Ada banyak jenis ekses pungli yang jadi kekhawatiran. Mulai dari adanya jual beli kuota di daerah hingga adanya sistem pungutan liar pada para driver bila melewati batas wilayah operasional.
Sementara, untuk pemberlakuan tarif bawah akan diberlakuan transisi selama tiga bulan ke depan. Pada akhirnya, yang menentukan tarif bawah nantinya adalah pemerintah pusat, dalam hal ini kemenhub. Poin penting dari kebijakan Presiden adalah konsumen juga harus dilindungai dengan adanya kebijakan-kebijakan transportasi.
Terpisah, DPP Organisasi Pengusaha Angkutan Darat (Organda) mengapresiasi langkah pemerintah dalam penyetaraan pajak untuk angkutan sewa khusus ini. Sekjen Organda Ateng Aryono menuturkan, sesama usaha angkutan memang semestinya mendapat perlakuan sama, sesuai dengan mudanya. ”Jadi kalau angkutan sewa, ya sama dengan angkutan sewa. Biasanya, dari tarif dikenakan ppn 10 persen,” ujarnya.
Disinggung soal pernyataan ketua KPPU soal pembatalan pembatasan kuota angkutan online, Ateng mengaku belum mengetahui perihal tersebut. Sebab, terakhir berkomunikasi dengan Menhub, revisi PM 32/2016 masih akan berjalan sesuai dengan poin-poin di dalamnya.
Namun, bila memang pembatasan kuota dibatalkan dengan alasan kekhawatiran soal pungli ini, Ateng mengaku agak lucu melihatnya. Menurutnya, kasus pungli di jalan belum jelas berapa case yang terjadi. Sementara saat ini, banyak sekali angkutan online yang beroperasional tanpa izin. Ibaratnya, kuman diseberang lautan tampak tapi Gajah dipelupuk mata tak tampak.
”Tapi saya masih yakin, Pak Presiden tentu mempertimbangkan semua sisi dengan berimbang demi Indonesia,” ungkapnya.
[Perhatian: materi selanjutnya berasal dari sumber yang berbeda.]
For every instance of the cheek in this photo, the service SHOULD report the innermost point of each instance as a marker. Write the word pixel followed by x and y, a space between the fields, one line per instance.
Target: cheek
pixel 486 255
Dia turut menjawab pernyataan Syarkawih soal persaingan yang tidak sehat bila dilakukan pembatasan. Menurutnya, tidak semua cocok dengan mekanisme tersebut. ”Untuk industry produk tertentu cocok, namun jasa angkutan apa bisa efisiensi tercapai dengan cara itu? Apalagi mellibatkan UMKM kan?” tandasnya.